Monday, December 10, 2007

9 treatments; 11 days; 10 more days of chemo

Last Wednesday I met with my oncologist and he said, "Well, I am glad you are feeling better and your bloodwork is good, so we are going to start Xeloda." Xeloda is a pill form of chemo. It is considered a low dose of chemo compared to what I was on before radiation started. I thought, "Great, just when I get one thing figured out I have to compensate for another." I said, "Okay, let's do it. But I get Christmas week off, right?" My oncologist replied, "Yep, that is the deal." So, Wednesday through Friday went pretty well and then Saturday hit. Saturday stunk except I do have to say that I have learned to manipulate this well enough that I go to things like book club and Mason's birthday party that he was invited to. I do these things and then return home within 3 hours to the bath tub, my bed, and my couch (whichever is necessary) with my lotions, potions, and creams. The trick is that the event must be close to home in case I have to return and I must be home within 3 hours - 2 is better. Sunday was a bit better, but today looks like a bad day. The hard part is I won't be able to truly tell until about 11:00am. The worst part is that in my depression and pain this weekend I decided to dye my hair because my roots were horrible. They discontinued my color and the new color is a bit too ashy for me. So, now I am a pathetic butt burned cancer patient with a bad hair dye job. Wonderful! People keep asking me what other side effects I have....well, my fingernails always feel like they are going to rip off, I can't feel the tips of my fingers again, my feet are super sensitive, my bowels are all screwed up, I am TIRED, my butt itches CONSTANTLY, but I do not feel nauseous. So, I guess that makes me a tired, pathetic, butt itching, butt burned, appendage painful, bowel questioning, cancer patient with a bad dye job.
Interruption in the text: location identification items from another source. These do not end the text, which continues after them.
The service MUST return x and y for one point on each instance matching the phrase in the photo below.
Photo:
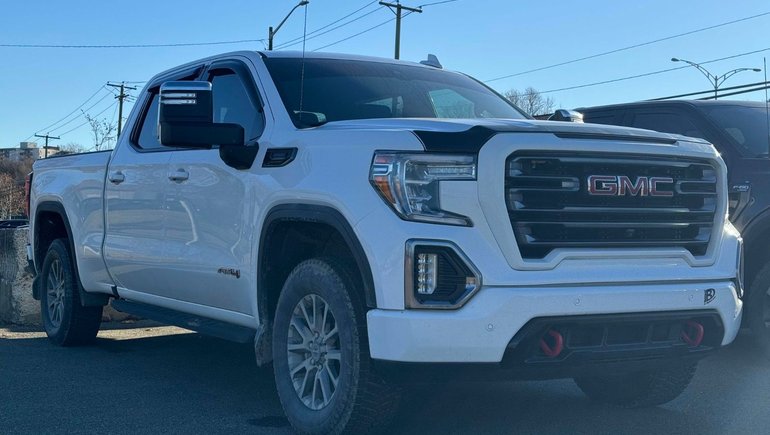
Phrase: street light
(715, 80)
(272, 32)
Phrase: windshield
(336, 90)
(747, 125)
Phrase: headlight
(409, 183)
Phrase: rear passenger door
(135, 248)
(212, 205)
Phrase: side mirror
(566, 116)
(186, 118)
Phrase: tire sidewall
(320, 278)
(58, 250)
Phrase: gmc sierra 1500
(349, 215)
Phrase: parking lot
(143, 378)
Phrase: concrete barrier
(16, 302)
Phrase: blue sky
(484, 38)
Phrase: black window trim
(242, 71)
(152, 89)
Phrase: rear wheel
(65, 320)
(321, 362)
(757, 309)
(639, 390)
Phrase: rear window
(335, 90)
(746, 125)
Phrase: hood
(469, 135)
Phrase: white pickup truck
(362, 220)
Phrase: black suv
(739, 130)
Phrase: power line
(357, 34)
(593, 56)
(121, 97)
(179, 44)
(299, 39)
(75, 128)
(437, 3)
(330, 30)
(68, 115)
(650, 73)
(83, 111)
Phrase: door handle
(179, 175)
(116, 177)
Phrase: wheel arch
(51, 223)
(324, 229)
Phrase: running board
(204, 325)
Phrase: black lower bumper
(587, 345)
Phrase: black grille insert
(550, 207)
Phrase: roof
(287, 54)
(674, 103)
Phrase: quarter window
(148, 135)
(232, 103)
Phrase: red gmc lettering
(621, 185)
(602, 185)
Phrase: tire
(361, 401)
(639, 390)
(757, 310)
(65, 320)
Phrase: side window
(232, 103)
(667, 123)
(148, 135)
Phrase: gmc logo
(620, 185)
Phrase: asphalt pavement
(145, 378)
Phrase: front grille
(549, 205)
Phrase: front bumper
(482, 330)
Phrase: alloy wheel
(313, 352)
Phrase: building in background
(26, 150)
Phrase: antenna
(302, 73)
(767, 107)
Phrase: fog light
(438, 275)
(427, 272)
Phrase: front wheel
(641, 389)
(65, 320)
(321, 361)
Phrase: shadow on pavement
(192, 383)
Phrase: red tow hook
(552, 350)
(693, 333)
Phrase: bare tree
(11, 196)
(102, 131)
(531, 101)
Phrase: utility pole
(122, 96)
(47, 136)
(399, 7)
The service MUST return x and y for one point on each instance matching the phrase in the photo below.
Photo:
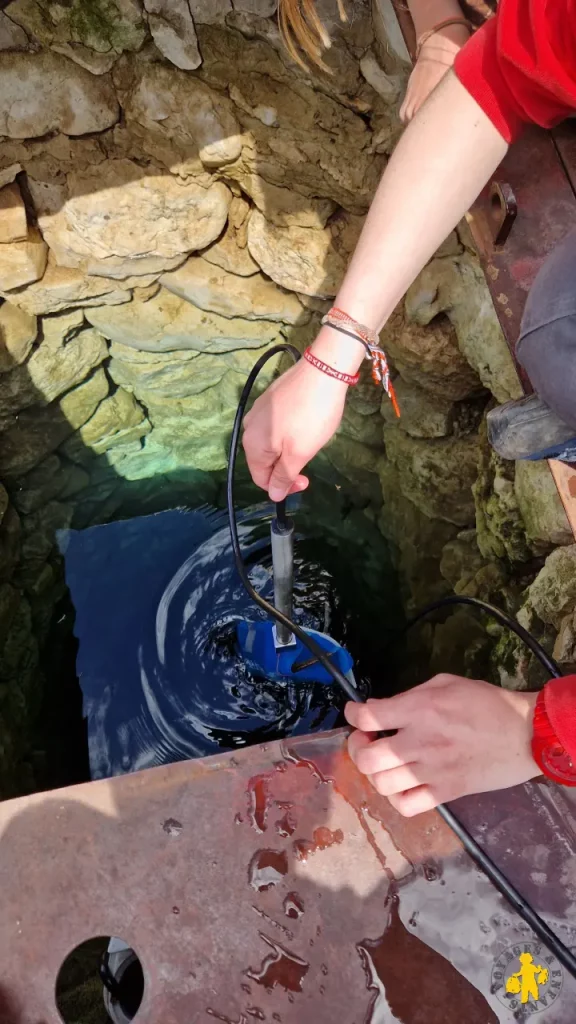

Oh well, I got to do the things I love this weekend despite it all and I was strong enough to go through the neighborhood with my family last night and look at the Christmas lights which was a true joy for me. Mason is the cutest. He had to stop at everyone's house, sit on the curb and watch the lights......pretty adorable. 9 more treatments, 11 more days, and 10 more of chemo....it can't come soon enough. Love, Ang

3 comments:

Myrna said...

Hi Angie...I think you need to remove "pathetic" from your list of achievements. You're definitely not pathetic. Probably the farthest from pathetic there could be. What's the opposite of pathetic? That's what you are....Love you...

Anonymous said...

Let's try Valiant in place of "pathetic", (Shksp). When you call yourself a butt blasted bowell impaired person with a bad hair dye job you sound like a blind date I had when I was a teenager. You on the other hand have courage, you perservere in the face of mortal peril, you are truly Valiant. Love pat&mag

leslie kendall said...

okay - I am sure your hair looks fine - but just like on a bad day there is always lipstick, on a bad hair day there is always a hat. hang in there my friend - Christmas is coming!